Whoever leans on Him is enough
وَيَرْزُقْهُ مِنْ حَيْثُ لَا يَحْتَسِبُ ۚ وَمَن يَتَوَكَّلْ عَلَى اللَّهِ فَهُوَ حَسْبُهُ ۚ إِنَّ اللَّهَ بَالِغُ أَمْرِهِ ۚ قَدْ جَعَلَ اللَّهُ لِكُلِّ شَيْءٍ قَدْرًا
“And will provide for him from where he does not expect. And whoever relies upon Allah - then He is sufficient for him. Indeed, Allah will accomplish His purpose. Allah has already set for everything a [decreed] extent.”
At-Talaq 65:3 Read 65:3 with tafsir
Notice how the verse ends, on the very root we have been tracing: Allah has set for everything a decreed measure, a qadr. Power and timing, woven together one last time. And just before that, the promise: whoever leans his whole weight on Allah, Allah is enough for him.
This is the secret that built a civilisation. A handful of Bedouin from the middle of the desert, small in number, poor, outmatched, put their trust in the All-Powerful, and they opened the lands of the Romans and Spain and raised an empire no one could stand against. The moment their descendants began trusting their own horses and numbers instead, they lost. At Badr they were few and were taught that victory comes only from Allah; the day Muslims leaned on their own strength, that strength failed them.
And this is so often where we get stuck today. We believe that to be powerful we must first have the money, the title, the company, the connections, and so we never begin. Al-Qadeer tells you to let go of the stick and let Him split the sea. If you have every resource on earth but do not trust Him, nothing happens; if you have nothing at all but trust Him completely, He makes it happen. So do not think small. If you really believe Allah is all-powerful, then ask for the big thing, the open door, the changed heart, the way out, and lean on Him for it.

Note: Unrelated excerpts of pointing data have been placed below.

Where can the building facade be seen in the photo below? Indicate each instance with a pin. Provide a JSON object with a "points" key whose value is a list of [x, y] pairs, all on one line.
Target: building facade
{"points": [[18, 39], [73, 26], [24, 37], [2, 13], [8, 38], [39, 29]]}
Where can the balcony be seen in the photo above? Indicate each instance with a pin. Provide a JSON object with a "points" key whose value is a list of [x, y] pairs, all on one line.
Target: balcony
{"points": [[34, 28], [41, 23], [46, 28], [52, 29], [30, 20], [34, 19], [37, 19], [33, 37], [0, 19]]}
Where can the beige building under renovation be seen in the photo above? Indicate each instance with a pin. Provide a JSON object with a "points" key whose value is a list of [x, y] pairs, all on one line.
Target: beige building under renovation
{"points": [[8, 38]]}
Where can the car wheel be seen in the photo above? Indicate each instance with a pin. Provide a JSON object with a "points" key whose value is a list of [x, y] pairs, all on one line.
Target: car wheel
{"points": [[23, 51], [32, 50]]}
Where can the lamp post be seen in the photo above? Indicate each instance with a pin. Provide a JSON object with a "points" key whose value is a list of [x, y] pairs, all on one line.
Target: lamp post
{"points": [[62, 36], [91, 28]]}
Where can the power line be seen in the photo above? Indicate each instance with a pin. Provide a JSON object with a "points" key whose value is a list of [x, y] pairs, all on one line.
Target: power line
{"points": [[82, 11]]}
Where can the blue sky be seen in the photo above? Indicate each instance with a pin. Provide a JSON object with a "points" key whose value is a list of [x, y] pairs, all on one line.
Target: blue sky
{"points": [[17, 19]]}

The whole universe in His hand
وَمَا قَدَرُوا اللَّهَ حَقَّ قَدْرِهِ وَالْأَرْضُ جَمِيعًا قَبْضَتُهُ يَوْمَ الْقِيَامَةِ وَالسَّمَاوَاتُ مَطْوِيَّاتٌ بِيَمِينِهِ ۚ سُبْحَانَهُ وَتَعَالَىٰ عَمَّا يُشْرِكُونَ
“They have not appraised Allah with true appraisal, while the earth entirely will be [within] His grip on the Day of Resurrection, and the heavens will be folded in His right hand. Exalted is He and high above what they associate with Him.”

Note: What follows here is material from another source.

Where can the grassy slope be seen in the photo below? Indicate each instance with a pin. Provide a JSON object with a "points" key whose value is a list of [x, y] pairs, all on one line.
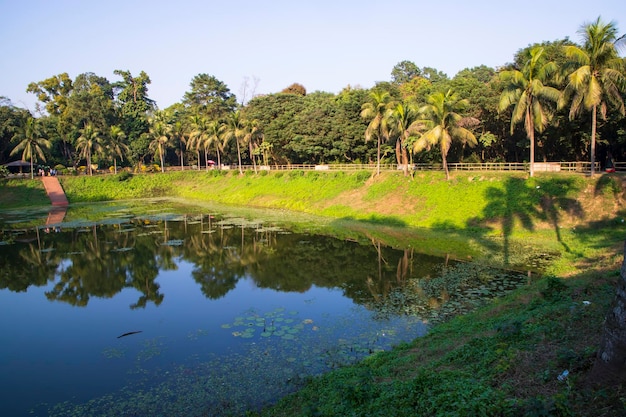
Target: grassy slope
{"points": [[501, 360]]}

Az-Zumar 39:67 Read 39:67 with tafsir
Where did this lesson begin? With people not giving Allah the power and the status He deserves. Hear how the Qur'an answers that exact failure. On the Day of Judgement the whole earth will sit in His grip and the heavens will be folded up in His right hand. Not this planet, not our small solar system, but the entire universe, hundreds of millions of light years we cannot even map, all of it nothing in His hand.

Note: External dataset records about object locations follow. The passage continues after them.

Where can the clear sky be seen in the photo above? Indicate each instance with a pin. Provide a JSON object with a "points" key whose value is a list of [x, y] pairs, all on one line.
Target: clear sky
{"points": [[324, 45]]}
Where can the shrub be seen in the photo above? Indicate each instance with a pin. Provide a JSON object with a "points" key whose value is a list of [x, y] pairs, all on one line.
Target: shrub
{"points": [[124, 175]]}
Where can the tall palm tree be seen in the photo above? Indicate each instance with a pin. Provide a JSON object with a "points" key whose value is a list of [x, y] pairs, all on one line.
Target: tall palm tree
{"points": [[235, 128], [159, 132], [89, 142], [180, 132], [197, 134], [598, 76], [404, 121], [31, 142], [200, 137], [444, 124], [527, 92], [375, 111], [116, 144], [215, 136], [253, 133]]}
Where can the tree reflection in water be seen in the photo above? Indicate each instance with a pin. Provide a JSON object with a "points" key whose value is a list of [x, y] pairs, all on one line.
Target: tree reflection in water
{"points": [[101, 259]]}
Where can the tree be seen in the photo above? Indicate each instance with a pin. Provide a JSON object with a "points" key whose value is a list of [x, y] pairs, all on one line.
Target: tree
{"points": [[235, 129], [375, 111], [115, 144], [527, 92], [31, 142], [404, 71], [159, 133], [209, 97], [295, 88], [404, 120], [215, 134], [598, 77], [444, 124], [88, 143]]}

Then picture yourself in that scene. Everyone who thought they had power, wealth, or status will stand there as a speck, an atom, nothing. In this world you had a bank account, a team, maybe a company or a country at your service. On that Day you will be utterly alone, no staff, no colleagues, no family, fleeing even from your brother and your parents and your own spouse and children, every soul consumed with itself. When you let that moment in, you finally feel how small you are, how powerless, and how completely you need Him, which is the whole purpose of carrying this name.
Hold the two ends of the lesson together. First, go and read His power off the face of the creation, the heavens, your own fingerprints, the turning seasons. Second, trust that He measures every event in your life with perfect precision and timing, so even your hardest chapters were placed exactly where they belong. Do both, and Al-Qadeer stops being a word and starts being the ground under your feet.